The heart breaks and breaks, and lives by breaking. — Stanley Kunitz


There is a sneaking suspicion in the deepest of my neurons that home is who you hang your thoughts on. Every day I seek a frame of reference, a frame of happening on whom to hang mine. But when I’m not strong enough to believe there might be someone who could bear the mind I bare, I mean on the nights when I shuffle home just wrung the hell out, the bluesmen are the ones who’re there.

The blues are a compulsive suspension of disbelief. You don’t listen to the blues; you drag yourself on hands and knees into their embrace and hold onto them as tightly and for as long as you can. When your ribcage goes numb from the metronomic smack of that impulse to get gone, you find yourself curled up with their unrelenting lack like a drunk coming to on the cold tile floor, and wrestling the music into something that makes life gloriously livable once again. The blues are what you do with not being enough.

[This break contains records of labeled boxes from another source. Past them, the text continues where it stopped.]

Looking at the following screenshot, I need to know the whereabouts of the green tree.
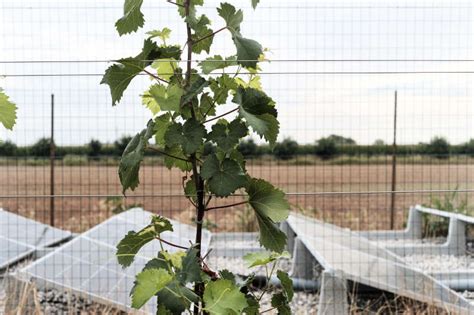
[237,139,258,158]
[425,137,449,159]
[273,138,298,160]
[30,138,51,157]
[87,139,102,157]
[101,0,293,314]
[0,88,17,130]
[0,141,18,156]
[114,136,132,155]
[327,135,356,146]
[461,139,474,156]
[314,137,339,160]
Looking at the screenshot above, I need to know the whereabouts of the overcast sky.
[0,0,474,144]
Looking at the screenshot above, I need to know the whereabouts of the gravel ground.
[404,255,474,272]
[373,237,447,246]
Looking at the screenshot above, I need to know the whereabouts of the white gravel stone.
[373,237,446,246]
[404,255,474,272]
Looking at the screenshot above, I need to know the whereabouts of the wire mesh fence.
[0,0,474,314]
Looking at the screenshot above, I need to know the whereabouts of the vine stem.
[147,147,190,163]
[184,0,206,315]
[143,69,170,84]
[204,107,239,123]
[206,201,248,211]
[193,26,227,44]
[155,236,189,250]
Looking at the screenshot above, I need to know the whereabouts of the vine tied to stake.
[101,0,293,314]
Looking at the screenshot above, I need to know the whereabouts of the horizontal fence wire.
[0,0,474,315]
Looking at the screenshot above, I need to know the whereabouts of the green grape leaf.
[199,55,237,74]
[240,108,280,147]
[115,0,145,36]
[148,84,183,112]
[151,58,178,81]
[118,120,155,193]
[165,118,206,154]
[203,279,248,315]
[232,33,263,69]
[232,87,280,146]
[142,91,161,116]
[184,178,197,201]
[219,269,235,284]
[181,118,206,154]
[208,119,248,151]
[201,154,247,197]
[157,279,199,315]
[210,74,238,104]
[235,75,263,91]
[154,113,171,147]
[277,270,294,302]
[131,269,173,309]
[181,77,209,104]
[217,3,244,33]
[156,304,173,315]
[100,39,181,105]
[191,15,214,54]
[246,178,290,222]
[146,27,171,43]
[143,254,169,270]
[272,292,291,315]
[116,216,173,268]
[232,87,277,117]
[255,211,286,253]
[0,89,17,130]
[160,250,186,268]
[196,93,216,120]
[244,294,260,315]
[244,251,291,268]
[164,145,193,172]
[201,154,220,180]
[176,248,201,285]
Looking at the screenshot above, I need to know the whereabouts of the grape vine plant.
[0,88,17,130]
[101,0,293,314]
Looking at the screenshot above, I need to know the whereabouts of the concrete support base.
[318,270,349,315]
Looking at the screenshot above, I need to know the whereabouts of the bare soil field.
[0,163,474,232]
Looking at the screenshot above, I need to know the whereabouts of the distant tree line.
[0,135,474,160]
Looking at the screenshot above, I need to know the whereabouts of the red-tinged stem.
[204,107,239,123]
[206,201,248,211]
[193,26,227,44]
[155,236,189,250]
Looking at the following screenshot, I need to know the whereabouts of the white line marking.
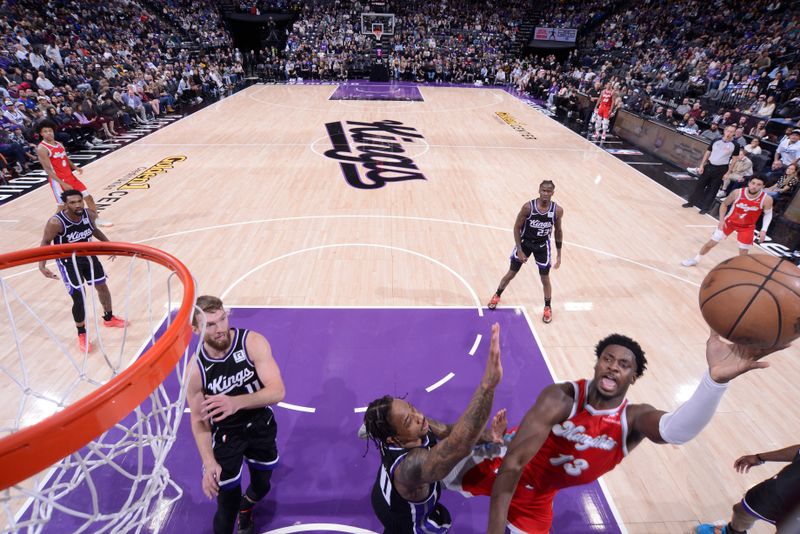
[278,402,317,413]
[220,243,483,317]
[425,373,456,393]
[469,334,483,356]
[264,523,378,534]
[6,215,708,288]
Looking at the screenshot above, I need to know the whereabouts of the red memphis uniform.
[460,379,628,534]
[40,141,86,202]
[722,187,767,245]
[597,89,614,119]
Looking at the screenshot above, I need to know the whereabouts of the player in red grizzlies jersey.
[594,82,617,141]
[681,176,772,267]
[36,120,112,226]
[444,334,784,534]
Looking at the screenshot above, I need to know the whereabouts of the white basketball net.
[0,256,200,534]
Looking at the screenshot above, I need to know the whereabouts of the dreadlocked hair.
[364,395,395,450]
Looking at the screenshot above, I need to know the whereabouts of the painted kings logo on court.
[325,119,427,189]
[95,156,186,211]
[494,111,536,141]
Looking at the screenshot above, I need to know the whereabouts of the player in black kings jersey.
[364,323,507,534]
[489,180,564,323]
[39,189,128,352]
[186,296,284,534]
[695,444,800,534]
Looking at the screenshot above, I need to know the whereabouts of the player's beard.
[206,330,231,352]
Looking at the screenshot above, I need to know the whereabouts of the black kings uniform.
[197,328,278,489]
[372,431,450,534]
[53,210,106,295]
[509,199,556,276]
[742,454,800,534]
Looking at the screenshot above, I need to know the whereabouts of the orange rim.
[0,242,195,490]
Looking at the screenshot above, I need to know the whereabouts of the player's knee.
[246,470,272,502]
[69,289,86,323]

It starts with a lopsided beat that speaks to the way nothing quite syncs up in your head. Uneven fits of instrumentation run flush and level together. The harmonica caterwauls, the bluesman drags his voice through the mud, and together they scrape away the residue of outrage you feel toward the conveniences that have atrophied your will, and your own consequent insufficiency. Their hoarse runs pack every angry misgiving into that chasm between how things are and how they ought to be, compress the doubt you’ve hatefully cultivated into a pining for more and more and more until you cry uncle.

The bridge hits. You’d better sit down now.

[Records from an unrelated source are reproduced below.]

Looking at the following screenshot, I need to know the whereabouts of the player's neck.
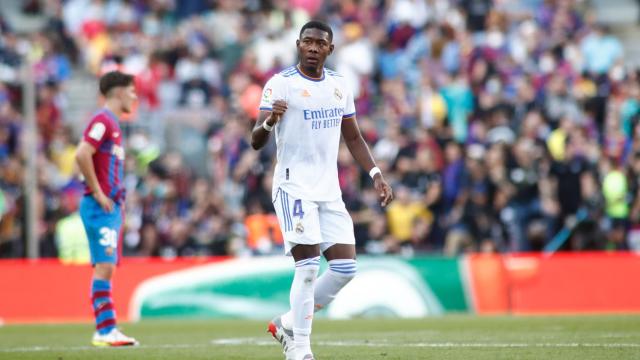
[296,63,324,79]
[104,99,122,119]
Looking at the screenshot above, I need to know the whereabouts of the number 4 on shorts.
[293,199,304,219]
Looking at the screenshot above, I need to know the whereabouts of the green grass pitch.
[0,315,640,360]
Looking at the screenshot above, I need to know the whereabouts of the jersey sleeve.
[342,88,356,119]
[82,116,111,149]
[260,75,286,111]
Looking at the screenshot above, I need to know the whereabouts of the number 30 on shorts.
[293,199,304,219]
[100,226,118,248]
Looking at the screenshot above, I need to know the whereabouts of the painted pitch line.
[0,344,214,353]
[5,338,640,353]
[211,338,640,348]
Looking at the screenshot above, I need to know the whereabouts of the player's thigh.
[80,196,122,264]
[319,199,356,252]
[273,189,322,254]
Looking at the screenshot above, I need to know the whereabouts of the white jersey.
[260,66,355,201]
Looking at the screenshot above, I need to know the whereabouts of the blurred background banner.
[0,0,640,262]
[0,0,640,330]
[0,253,640,323]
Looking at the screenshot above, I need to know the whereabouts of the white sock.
[289,256,320,358]
[280,259,357,329]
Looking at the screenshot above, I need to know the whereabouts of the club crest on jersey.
[333,88,342,100]
[111,145,124,160]
[262,88,273,102]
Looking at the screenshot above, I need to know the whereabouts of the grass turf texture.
[0,315,640,360]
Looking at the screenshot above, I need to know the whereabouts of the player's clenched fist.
[269,100,287,125]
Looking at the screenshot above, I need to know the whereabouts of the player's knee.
[295,256,320,286]
[329,259,358,282]
[93,263,116,280]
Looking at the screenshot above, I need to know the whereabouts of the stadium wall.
[0,253,640,323]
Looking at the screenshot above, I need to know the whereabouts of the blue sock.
[91,279,116,334]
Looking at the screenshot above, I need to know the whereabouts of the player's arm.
[341,115,393,206]
[251,100,287,150]
[76,140,113,212]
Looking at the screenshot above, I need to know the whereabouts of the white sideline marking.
[211,338,640,348]
[0,338,640,353]
[0,344,211,353]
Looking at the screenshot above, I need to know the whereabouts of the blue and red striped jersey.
[83,108,125,203]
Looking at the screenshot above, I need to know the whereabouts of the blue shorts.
[80,195,123,265]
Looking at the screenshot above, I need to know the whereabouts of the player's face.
[296,29,333,69]
[120,84,138,114]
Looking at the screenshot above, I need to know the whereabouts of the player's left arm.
[341,115,393,206]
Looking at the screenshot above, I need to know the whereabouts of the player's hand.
[269,100,287,126]
[93,191,114,213]
[373,174,393,207]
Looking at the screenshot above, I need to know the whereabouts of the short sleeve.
[342,89,356,119]
[260,75,285,111]
[82,116,110,149]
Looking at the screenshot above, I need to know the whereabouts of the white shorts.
[273,189,356,255]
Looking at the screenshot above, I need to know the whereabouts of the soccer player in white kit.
[251,21,393,360]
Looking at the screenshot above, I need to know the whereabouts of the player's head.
[296,20,333,69]
[100,71,138,113]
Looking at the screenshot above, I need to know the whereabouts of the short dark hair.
[299,20,333,41]
[100,71,133,96]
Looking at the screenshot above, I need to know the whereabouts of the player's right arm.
[251,100,287,150]
[76,120,113,212]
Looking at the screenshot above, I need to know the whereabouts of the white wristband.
[369,166,382,179]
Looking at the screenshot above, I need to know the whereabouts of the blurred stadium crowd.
[0,0,640,258]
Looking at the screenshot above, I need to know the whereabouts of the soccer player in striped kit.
[76,71,138,346]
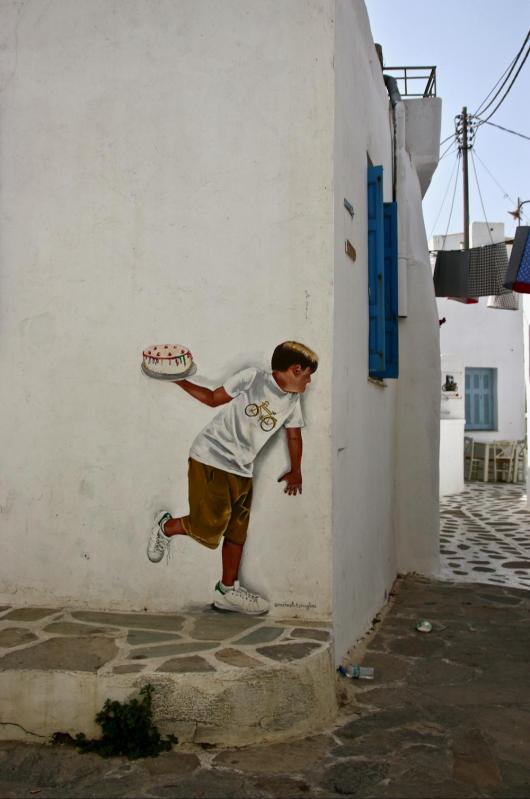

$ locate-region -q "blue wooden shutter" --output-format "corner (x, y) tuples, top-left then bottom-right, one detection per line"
(368, 166), (385, 375)
(466, 367), (497, 430)
(373, 202), (399, 378)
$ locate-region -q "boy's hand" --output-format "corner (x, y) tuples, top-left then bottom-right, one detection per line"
(278, 470), (302, 496)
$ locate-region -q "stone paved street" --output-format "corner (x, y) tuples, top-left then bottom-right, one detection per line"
(440, 482), (530, 589)
(0, 575), (530, 799)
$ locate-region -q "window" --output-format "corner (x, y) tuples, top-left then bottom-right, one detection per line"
(466, 368), (497, 430)
(368, 166), (399, 378)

You wrench your heartbeat into a matching arrhythmia to keep time with the crooked soul of syncopation, and when the piano wraps itself round the bass and the drums spot weld them together, when the beat hits that sweet spot– you know that spot– it uncoils over your shoulders in a convulsive roll. Before you can recover, the guitar keens, the horns and brass begin to wail these flattened chords that knock every stubborn burr off the spliced and soldered fragments of your heart, and the friction from it breaks you down into a shaky, feverish shell.

The weary rest between one beat and the next is enough to tell you that you cannot be for the ones you love, because they are not for you. You are all for yourselves, even while you resolutely seek something, someone, to be for. Despite your best efforts, here you are as home as you’ll ever be.

But the inclement mercy of the blues is that you become okay with not being okay. A calm stems from the music’s disquiet, a euphoric release is borne on the musician’s rundown of letdowns. disconnected revelers congregate around the music that celebrates their malcontent and lionizes their fallibility.

So hold on to those blues until your body is one big white-knuckled fist, and yell for more, always more. Hold on til they learn not to let you go.

The most dangerous thing I know is that beats cling to rests, and rests to beats.